Special Character Publishing

We have some content that was copy/pasted from Microsoft Word. When previewing the pages, the content looks fine. However, when the items are published, these characters are not formatted correctly.

Example:
Preview Output
world’s

Published Output
world’s

Is there a way within the Publisher to ensure the correct encoding, or do we have to go into each item and remove the special characters?

Thanks

What character set are you publishing in? (that is, what encoding is selected in the template) Also when you examine the published page, what encoding does the web browser think it is?

The character in question (a “smart quote”) doesn’t exist in ISO-8859-1, only in CP-1252 and Unicode.

Dave

Thanks for the reply, we were able to resolve this issue. The template character set was “UTF-8” but within the head of our global templates (html source) we had the following:

<meta http-equiv="Content-Type" content="text/html; charset=iso-8859-1" />

Now that we’ve changed the Content-Type to utf-8, everything appears to be fine.

Thanks

dbenua, Do you have any more information on this encoding question. I am interested in the answer also. Further when we take characters like this and publish to Oracle in UTF-8 some characters are lost in the translation. Any solutions for Word smart characters to UTF-8 in oracle.

With regards to database publishing, we have found a bug (RX-12613) scheduled to be fixed in the next release that may be related to your problem.

If you are using database publishing to write a snippet’s html to a CLOB field in the database, the snippets data is converted to a string for writing to the database using the system’s default encoding rather than UTF-8.

Are you publishing to CLOB fields?

Yes we are publishing to a clob.

Tom,

It’s highly likely that this is the same issue that Jay mentioned above. It’s not currently fixed, but is scheduled for the next release. Talk to tech support for an update on status.

Dave

There are several issues with MS Word and Rhythmyx, mostly to do with Microsoft’s idea of “smart” everything ie. smart quotes, smart tags etc. :rolleyes:
We advise our users to ‘paste as text’ from Word but even then some smart tag coding remains and the Content Editor wont save as HTML Tidy throws out the namespace errors. Given the nature of our web content, having MSWord wrap “Darwin” in smart place and city tags is anything but helpful and does not endear Rhythmyx to the end user even though it is not an Rx fault as such.
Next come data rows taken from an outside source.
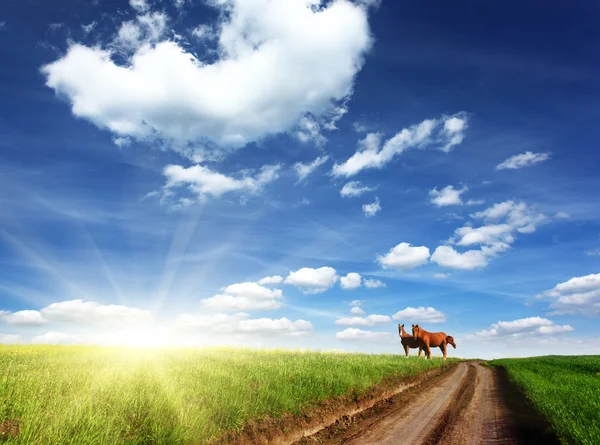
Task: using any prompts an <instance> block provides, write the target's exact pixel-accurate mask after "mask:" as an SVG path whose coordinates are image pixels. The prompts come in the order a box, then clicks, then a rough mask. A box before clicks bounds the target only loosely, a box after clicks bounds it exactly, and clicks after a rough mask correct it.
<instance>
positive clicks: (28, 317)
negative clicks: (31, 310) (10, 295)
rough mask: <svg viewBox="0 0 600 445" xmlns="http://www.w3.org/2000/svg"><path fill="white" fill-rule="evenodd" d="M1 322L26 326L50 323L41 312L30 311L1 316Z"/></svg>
mask: <svg viewBox="0 0 600 445" xmlns="http://www.w3.org/2000/svg"><path fill="white" fill-rule="evenodd" d="M0 320H1V321H3V322H4V323H9V324H18V325H24V326H39V325H43V324H46V323H48V320H46V319H45V318H44V316H43V315H42V314H41V313H40V312H39V311H30V310H27V311H18V312H13V313H4V314H0Z"/></svg>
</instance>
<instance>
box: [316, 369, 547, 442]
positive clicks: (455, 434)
mask: <svg viewBox="0 0 600 445" xmlns="http://www.w3.org/2000/svg"><path fill="white" fill-rule="evenodd" d="M500 377H501V376H499V375H498V374H497V372H496V371H494V370H492V369H490V368H488V367H486V366H482V365H480V364H479V363H476V362H470V363H469V362H465V363H460V364H459V365H458V366H456V367H455V368H454V369H453V370H452V371H451V372H450V373H448V374H447V375H445V376H444V377H442V378H440V379H437V380H435V381H431V382H429V383H428V384H426V385H423V387H422V388H420V389H417V390H415V391H414V392H413V393H412V394H407V395H404V396H401V397H397V398H395V399H389V400H387V401H386V403H384V404H383V405H381V406H379V407H374V409H372V410H371V412H370V413H368V414H365V415H363V416H362V417H361V418H360V419H358V420H356V421H354V422H351V424H346V425H344V426H340V425H338V426H337V427H332V428H330V430H329V431H328V432H322V433H320V434H319V435H318V437H314V438H313V441H314V442H318V443H323V444H330V445H332V444H352V445H372V444H382V445H392V444H393V445H401V444H410V445H418V444H421V445H432V444H447V445H483V444H488V445H508V444H524V443H536V444H554V443H557V441H556V439H555V438H554V436H552V435H551V434H549V433H548V432H547V431H546V430H547V428H548V425H547V424H546V423H545V422H544V421H543V420H542V419H540V418H539V416H538V415H537V414H536V413H535V411H533V410H532V409H531V407H529V406H526V403H525V402H523V401H522V400H520V398H522V395H519V394H516V392H515V390H514V389H511V388H509V387H508V386H507V381H506V382H503V381H502V379H501V378H500ZM314 442H313V443H314ZM305 443H309V442H305Z"/></svg>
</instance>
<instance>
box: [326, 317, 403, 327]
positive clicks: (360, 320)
mask: <svg viewBox="0 0 600 445" xmlns="http://www.w3.org/2000/svg"><path fill="white" fill-rule="evenodd" d="M391 321H392V319H391V318H390V317H388V316H387V315H378V314H372V315H368V316H366V317H350V318H339V319H337V320H336V321H335V324H338V325H342V326H374V325H376V324H384V323H389V322H391Z"/></svg>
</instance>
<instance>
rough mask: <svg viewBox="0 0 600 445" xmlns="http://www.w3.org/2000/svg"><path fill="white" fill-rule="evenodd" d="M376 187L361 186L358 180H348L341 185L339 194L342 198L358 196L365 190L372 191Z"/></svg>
mask: <svg viewBox="0 0 600 445" xmlns="http://www.w3.org/2000/svg"><path fill="white" fill-rule="evenodd" d="M376 188H377V187H366V186H363V185H362V184H361V183H360V181H350V182H348V183H347V184H345V185H344V187H342V189H341V190H340V195H341V196H342V198H348V197H354V196H360V195H362V194H363V193H366V192H372V191H374V190H375V189H376Z"/></svg>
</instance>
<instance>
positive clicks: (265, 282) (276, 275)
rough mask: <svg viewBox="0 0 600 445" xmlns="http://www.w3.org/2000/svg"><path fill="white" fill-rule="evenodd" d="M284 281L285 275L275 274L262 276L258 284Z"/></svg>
mask: <svg viewBox="0 0 600 445" xmlns="http://www.w3.org/2000/svg"><path fill="white" fill-rule="evenodd" d="M282 281H283V277H280V276H279V275H273V276H272V277H264V278H261V279H260V280H258V284H260V285H265V284H279V283H281V282H282Z"/></svg>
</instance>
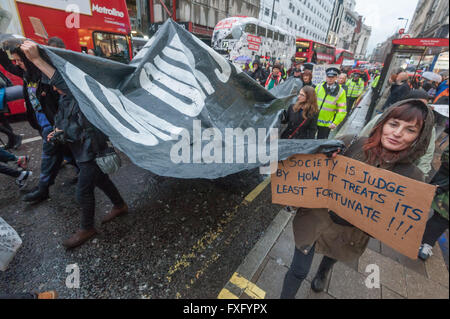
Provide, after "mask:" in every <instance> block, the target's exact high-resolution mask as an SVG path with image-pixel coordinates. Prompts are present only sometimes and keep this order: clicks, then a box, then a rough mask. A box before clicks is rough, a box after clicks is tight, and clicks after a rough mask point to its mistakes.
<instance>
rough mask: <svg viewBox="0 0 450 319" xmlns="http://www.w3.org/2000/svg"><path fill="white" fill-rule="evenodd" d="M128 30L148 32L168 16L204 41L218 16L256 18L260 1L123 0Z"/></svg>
mask: <svg viewBox="0 0 450 319" xmlns="http://www.w3.org/2000/svg"><path fill="white" fill-rule="evenodd" d="M127 6H128V8H129V15H130V22H131V24H132V29H133V30H135V31H137V32H139V33H143V34H145V35H150V36H151V35H152V34H154V32H156V31H157V29H158V28H159V26H161V25H162V24H163V23H164V22H165V21H166V20H167V19H169V18H172V19H173V20H175V21H176V22H178V23H179V24H181V25H182V26H184V27H185V28H186V29H187V30H189V31H190V32H192V33H193V34H195V35H196V36H197V37H199V38H200V39H202V40H203V41H205V42H207V43H208V42H210V41H211V37H212V33H213V30H214V26H215V25H216V24H217V22H219V21H220V20H222V19H225V18H227V17H231V16H235V15H241V16H248V17H255V18H257V17H258V15H259V12H260V0H127Z"/></svg>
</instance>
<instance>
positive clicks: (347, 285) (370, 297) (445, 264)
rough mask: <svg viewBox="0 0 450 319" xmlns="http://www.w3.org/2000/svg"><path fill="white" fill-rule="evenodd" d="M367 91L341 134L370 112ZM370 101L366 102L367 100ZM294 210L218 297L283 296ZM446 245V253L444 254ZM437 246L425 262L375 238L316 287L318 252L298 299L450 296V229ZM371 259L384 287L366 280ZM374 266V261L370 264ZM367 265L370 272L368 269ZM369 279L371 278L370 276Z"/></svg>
mask: <svg viewBox="0 0 450 319" xmlns="http://www.w3.org/2000/svg"><path fill="white" fill-rule="evenodd" d="M370 94H371V91H369V92H368V94H367V95H366V97H365V99H366V101H364V99H363V101H362V102H361V104H360V105H362V107H359V108H356V109H354V111H353V113H352V114H351V116H350V117H349V119H348V121H347V122H346V123H345V124H344V125H343V127H342V129H341V131H340V132H339V133H338V135H342V134H355V133H357V132H359V131H360V130H361V129H362V128H363V126H364V125H363V124H364V119H365V116H366V113H367V106H368V103H367V101H370V97H369V95H370ZM364 105H365V106H364ZM293 216H294V212H288V211H286V210H285V209H282V210H281V211H280V212H279V213H278V214H277V216H276V218H275V219H274V220H273V222H272V223H271V225H270V226H269V227H268V228H267V230H266V232H265V234H264V236H263V237H262V238H261V239H260V240H259V241H258V242H257V244H256V245H255V246H254V248H253V249H252V250H251V252H250V253H249V254H248V255H247V256H246V258H245V259H244V261H243V262H242V264H241V265H240V266H239V267H238V268H237V269H236V271H235V272H234V274H233V276H232V277H231V278H230V280H229V281H228V282H227V283H226V284H225V286H224V287H223V289H222V291H220V293H219V295H218V298H219V299H278V298H279V297H280V293H281V288H282V284H283V280H284V276H285V274H286V272H287V271H288V269H289V266H290V264H291V261H292V257H293V255H294V248H295V247H294V235H293V231H292V218H293ZM439 242H441V244H442V243H444V244H443V245H442V247H443V249H444V252H445V254H444V255H445V256H443V253H442V250H441V246H440V245H439ZM439 242H438V243H437V244H436V246H435V247H434V248H433V254H434V255H433V256H432V257H430V258H429V259H428V260H427V261H426V262H423V261H422V260H420V259H417V260H412V259H409V258H408V257H405V256H403V255H401V254H400V253H397V252H396V251H395V250H393V249H392V248H390V247H388V246H386V245H385V244H383V243H381V242H380V241H378V240H376V239H374V238H372V239H371V240H370V242H369V245H368V248H367V249H366V251H365V252H364V254H363V255H362V256H361V257H360V258H359V260H357V261H355V262H354V263H341V262H338V263H336V264H335V265H334V267H333V269H332V271H331V273H330V275H329V276H328V279H327V285H326V288H325V290H324V291H323V292H321V293H315V292H313V291H312V290H311V280H312V279H313V277H314V275H315V274H316V271H317V268H318V267H319V264H320V261H321V259H322V255H320V254H316V255H315V256H314V260H313V264H312V266H311V271H310V273H309V274H308V276H307V278H306V280H305V281H304V282H303V284H302V286H301V287H300V289H299V291H298V293H297V295H296V298H297V299H448V298H449V272H448V268H447V265H446V262H445V260H444V257H445V258H446V260H448V232H446V235H445V236H443V237H442V238H441V240H440V241H439ZM369 265H377V266H378V269H379V274H380V276H379V278H380V286H379V288H368V287H367V286H366V284H365V281H366V280H367V278H368V277H369V275H371V274H372V273H373V270H372V269H373V268H372V267H371V266H369ZM368 266H369V267H368ZM366 270H367V272H366ZM369 280H370V279H369Z"/></svg>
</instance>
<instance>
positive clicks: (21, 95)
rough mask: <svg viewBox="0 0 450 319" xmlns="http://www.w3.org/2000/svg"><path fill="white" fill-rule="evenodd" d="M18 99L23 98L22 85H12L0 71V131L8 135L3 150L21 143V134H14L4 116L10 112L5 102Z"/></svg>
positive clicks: (11, 100)
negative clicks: (5, 143)
mask: <svg viewBox="0 0 450 319" xmlns="http://www.w3.org/2000/svg"><path fill="white" fill-rule="evenodd" d="M19 99H23V95H22V87H21V86H20V85H15V86H13V85H12V83H11V81H10V80H9V79H8V78H7V77H6V76H5V75H4V74H3V73H1V72H0V132H2V133H4V134H6V136H7V137H8V142H7V143H6V145H5V147H4V149H5V150H8V149H11V148H14V149H17V148H19V146H20V145H22V136H21V135H17V134H14V131H13V128H12V127H11V125H10V124H9V122H8V120H7V118H6V116H5V114H6V113H9V112H10V111H9V108H8V104H7V103H8V102H10V101H15V100H19Z"/></svg>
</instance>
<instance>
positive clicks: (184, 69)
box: [139, 35, 231, 117]
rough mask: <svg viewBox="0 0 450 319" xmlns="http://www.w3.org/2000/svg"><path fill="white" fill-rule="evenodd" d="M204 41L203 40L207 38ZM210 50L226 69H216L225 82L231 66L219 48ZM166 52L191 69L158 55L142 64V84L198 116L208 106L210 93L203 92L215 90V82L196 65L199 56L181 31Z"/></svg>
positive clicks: (169, 44) (194, 115)
mask: <svg viewBox="0 0 450 319" xmlns="http://www.w3.org/2000/svg"><path fill="white" fill-rule="evenodd" d="M193 39H195V37H193ZM201 43H202V44H203V42H201ZM178 50H179V51H182V52H183V53H184V55H183V54H180V53H181V52H179V51H178ZM208 53H209V54H210V55H211V56H212V57H213V59H215V60H216V62H217V63H218V64H219V66H220V67H221V69H222V72H219V70H218V69H215V70H214V72H215V74H216V76H217V78H218V79H219V80H220V81H222V82H226V81H228V79H229V77H230V75H231V67H230V65H229V64H228V62H227V61H226V60H225V59H223V58H222V57H221V56H220V55H217V56H216V53H215V51H213V50H212V49H211V50H208ZM162 54H163V55H164V56H167V57H169V58H172V59H176V60H177V61H179V62H181V63H183V64H184V65H185V66H186V67H187V68H188V69H190V71H191V72H189V71H188V70H186V69H183V68H179V67H177V66H174V65H171V64H169V63H167V62H166V61H164V60H163V59H162V58H161V57H160V56H159V55H157V56H156V57H155V59H154V63H153V64H152V63H150V62H148V63H146V64H145V65H144V67H143V68H142V70H141V73H140V76H139V80H140V84H141V87H142V88H143V89H144V90H146V91H147V92H149V93H150V94H152V95H153V96H155V97H157V98H159V99H161V100H162V101H163V102H165V103H167V104H169V105H170V106H171V107H173V108H174V109H176V110H178V111H179V112H181V113H183V114H185V115H188V116H191V117H195V116H197V115H198V114H200V112H201V111H202V110H203V108H204V106H205V99H206V95H205V93H204V92H203V89H204V90H205V91H206V93H207V94H208V95H211V94H213V93H214V92H215V91H214V88H213V86H212V85H211V82H210V81H209V80H208V78H207V77H206V76H205V75H204V74H203V73H202V72H200V71H199V70H197V69H196V68H195V58H194V55H193V53H192V52H191V50H190V49H189V48H187V47H186V46H185V45H184V44H183V43H182V42H181V40H180V38H179V36H178V35H175V36H174V37H173V39H172V41H171V42H170V43H169V45H168V46H166V47H165V48H164V50H163V51H162ZM149 76H152V78H153V79H154V80H156V81H158V82H160V83H161V84H163V85H164V86H166V87H168V88H170V89H171V90H173V91H174V92H176V93H178V94H179V95H181V96H186V97H188V98H189V99H190V100H191V101H192V103H190V104H189V103H186V102H184V101H182V100H180V99H179V98H178V97H176V96H174V95H172V94H171V93H170V92H169V91H166V90H164V89H163V88H161V87H159V86H158V85H155V84H154V83H152V81H150V78H149Z"/></svg>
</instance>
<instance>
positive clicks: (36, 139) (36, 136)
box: [22, 136, 42, 144]
mask: <svg viewBox="0 0 450 319" xmlns="http://www.w3.org/2000/svg"><path fill="white" fill-rule="evenodd" d="M39 140H42V137H40V136H36V137H32V138H27V139H26V140H23V141H22V144H27V143H32V142H35V141H39Z"/></svg>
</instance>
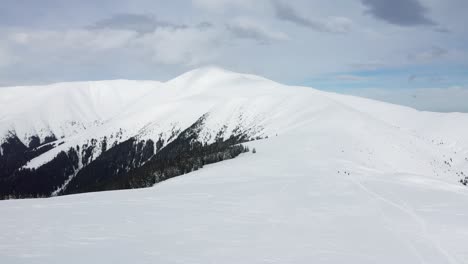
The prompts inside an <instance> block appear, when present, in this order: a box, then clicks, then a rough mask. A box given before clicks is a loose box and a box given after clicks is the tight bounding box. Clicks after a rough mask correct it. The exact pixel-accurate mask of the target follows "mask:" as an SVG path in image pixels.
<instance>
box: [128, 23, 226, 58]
mask: <svg viewBox="0 0 468 264" xmlns="http://www.w3.org/2000/svg"><path fill="white" fill-rule="evenodd" d="M223 41H224V36H223V33H222V32H219V31H218V30H217V29H207V30H202V31H200V30H198V29H196V28H185V29H176V30H169V29H163V28H161V29H157V30H156V31H154V32H153V33H151V34H146V35H144V36H142V37H141V38H138V39H137V40H136V41H135V44H137V45H140V46H141V47H143V48H144V49H149V51H150V52H151V53H152V59H153V60H154V61H155V62H158V63H163V64H183V65H189V66H195V65H199V64H202V63H207V62H209V61H211V60H213V59H214V58H216V56H217V50H218V47H219V46H221V45H222V43H223Z"/></svg>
While I accept the source of the problem is Microsoft, is there something that Rhythmyx can do to make life easier, like making the resulting error messages more meaningful to users or even stripping the smart tags embedded code from the field? As so many users copy their content from Word and these ‘smart’ tags, quotes etc are switched on by default, is there anything we can do to prevent the problems from happening in the first place?

Cara,

The new Ephox version now has a way to add a “paste filter” (written in Java) that can be used to remove extra stuff. (this was always possible, but it required some “deep programming” before the latest version).

I know we’ve done this in at least one customer, but we can look at making something more generic. I’ll ask around and see who has done what. (I’m currently on my way to the UK, so it might be a few days).

Since this is standard Ephox functionality, perhaps you can ask about paste filters for Word in their user forums, as I cannot imagine that this problem is unique to us: other Ephox users must paste from Word, and they have to deal with the same garbage that we do.

Dave

Thank you David. I’ll check out the Ephox forum and post any useful responses here for info.